Workers are being removed from a North Sea platform over ongoing problems with diesel contaminating its water supply.
Staff on BP’s Magnus installation were warned of the issue earlier this month but an investigation has failed to find the source of the contamination.
The problem was first discovered when workers reported a smell of diesel when showering on the platform, which is based around 100 miles north-east of Shetland.
BP said 40 non-essential staff were being taken off the platform. There will still be 140 members of staff on the rig.
The company also said it had flushed the tanks and was confident there was no longer any contamination. But the supply narrowly failed a quality test last week. The company also insists the level of contamination to the water supply is far below the level that could cause health problems.

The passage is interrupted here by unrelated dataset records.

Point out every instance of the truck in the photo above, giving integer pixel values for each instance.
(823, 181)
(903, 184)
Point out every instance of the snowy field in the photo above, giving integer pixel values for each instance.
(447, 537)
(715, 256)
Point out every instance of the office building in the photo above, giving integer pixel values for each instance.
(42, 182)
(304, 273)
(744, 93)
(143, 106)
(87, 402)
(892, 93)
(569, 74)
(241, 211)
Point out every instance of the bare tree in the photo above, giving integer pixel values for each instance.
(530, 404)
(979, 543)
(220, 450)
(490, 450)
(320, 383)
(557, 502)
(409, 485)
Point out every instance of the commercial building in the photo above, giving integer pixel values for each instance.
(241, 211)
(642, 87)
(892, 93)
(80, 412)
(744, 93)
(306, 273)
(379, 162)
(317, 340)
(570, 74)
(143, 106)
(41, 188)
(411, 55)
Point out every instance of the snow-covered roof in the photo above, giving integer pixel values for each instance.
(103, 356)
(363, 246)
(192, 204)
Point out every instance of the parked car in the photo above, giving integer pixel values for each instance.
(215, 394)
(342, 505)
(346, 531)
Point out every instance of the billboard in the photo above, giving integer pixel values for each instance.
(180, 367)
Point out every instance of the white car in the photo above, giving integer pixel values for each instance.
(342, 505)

A spokesman said: “A detailed inspection programme to determine the root cause of the potable water issue on Magnus is ongoing.
“In order to lessen the impact of this inspection work on the teams offshore we have decided to remove a small number of non-essential personnel from the platform. Around 40 of the 180 on board are expected to be taken off. Our priority remains to ensure the safety and wellbeing of those remaining on the platform and understand the source of contamination.”
After carrying out tests, the firm issued a safety notice to all staff.
The oil major issued bottled water for drinking, cooking and teeth cleaning.
One offshore worker, who spoke to the Press & Journal last week, described the offshore facilities as “stinking”.